Post fermentation additions?@5

I was recently chatting with a local breweries owner/brewer and we were discussing flavoring in beer. Specifically flavors like marshmallow and honey that are pure fermentable sugar.

He told me the ideal way is post fermentation flavoring. Essentially mixing all the flavors together and adding them after fermentation is complete.

Has anyone tried this?
Would it essentially be in the cold crashing stage?
Or would it more be adding those in place of the carving sugars?
I’d love to try it but don’t want to risk the bottle bombs. Any advice would be welcomed and loved.

Adding them after the primary fermentation is complete would, most likely, preserve more of the subtle flavors.  Doing so would also restart fermentation so I would wait to bottle until the new sugars were consumed by the yeast.
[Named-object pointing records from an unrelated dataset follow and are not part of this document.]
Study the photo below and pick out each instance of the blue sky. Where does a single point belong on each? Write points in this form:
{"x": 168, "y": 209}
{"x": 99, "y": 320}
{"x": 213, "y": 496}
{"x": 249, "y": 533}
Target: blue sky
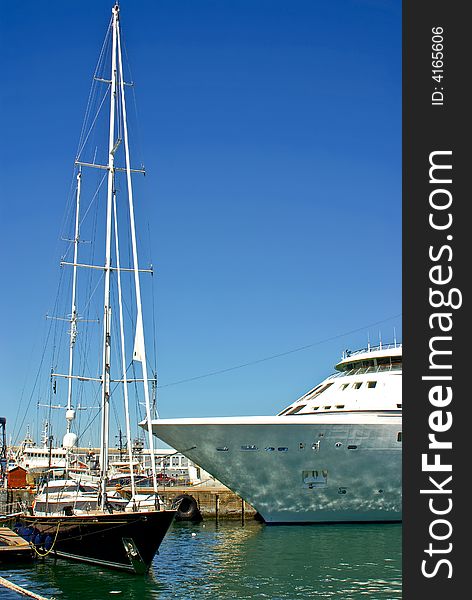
{"x": 271, "y": 135}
The flavors of honey are difficult to keep in your beer.  If boiled they volatilize out. Added during the primary fermentation they can get carried out with the CO2.

Honey can be used as carbing sugar.  Marshmallow? I have no idea how that would work.  I vaguely remember an article in Zymurgy or BYO recently on different sugars for carbing.

Paul

When you eat marshmallows, you’re basically tasting vanilla.  Vanilla is a lot easier to work with.

Yes.  And not real vanilla either but rather the “fake” Mexican vanilla, which smells and tastes particularly marshmallowy.

For honey, you’re best off using a combination of real honey and also Canadian Gambrinus Honey Malt as part of the grist, say about 5% of the total grist, or even a tad more if you want it stronger.

The brewery I was talking with had done a honey fig beer both added in post.
And a marshmallow chocolate and they used fluff post fermentation.

That’s why I was curious.

^^^^^ This.

I use Gambrinus Honey Malt in some of my brews and it adds a niche subtle honey flavor to the beer.

805 is one that uses Honey Malt.  I love that one.